The administration of Gov. Bill Haslam has told IT workers statewide to submit applications if they want to keep the jobs they currently fill.

State government IT chief Mark Bengel told The Tennessean (http://tnne.ws/11YvhEK) the aim is be certain that workers' skills match the state's needs.

"This is really not about getting rid of people," Mark Bengel said Wednesday. "It's about making sure that we do have the skills and we have the ability to develop and retain staff in the future."

Haslam told the newspaper last year that some state computer systems were "in the ditch."

The governor has established an office to centralize IT expertise.
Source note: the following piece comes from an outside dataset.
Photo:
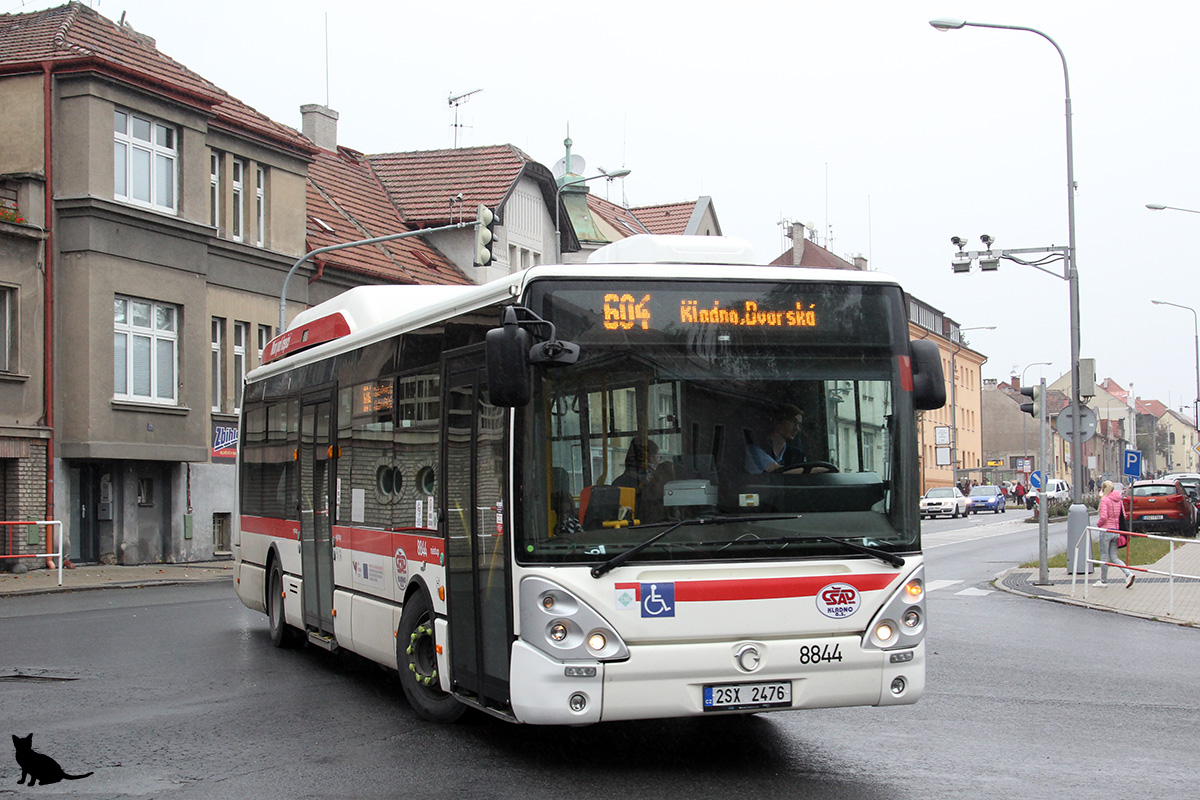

Last year, the administration was successful in steering through a legislative bill that rewrote civil service rules, allowing the state to lay off employees based on job performance , instead of straight seniority.

According to a state Office of Information Resources memo obtained by The Tennessean, each state agency with IT operations "will receive a draft, standardized organizational structure that has been aligned with the mission of the agency. This draft organizational structure will be populated with newly created IT job classifications."

The memo specifies that state IT workers who meet minimum qualifications are eligible to apply and be interviewed for the new classifications.

"Technology is moving so fast that skills are obsolete in the blink of an eye," Bengel said.

Robert O'Connell, executive director of the Tennessee State Employees Association, said it is stressful to IT workers who are being forced to re-apply for jobs they already hold.

"That feels bad," O'Connell said. "Basically what somebody in that position is being told is, 'You have lost your job, but there's another one over here you might qualify for.' "

But Bengel said the state must fiercely compete with private industry and a scarcity of information technologists.

"The only way we're going to be able to compete is to grow our own," he said.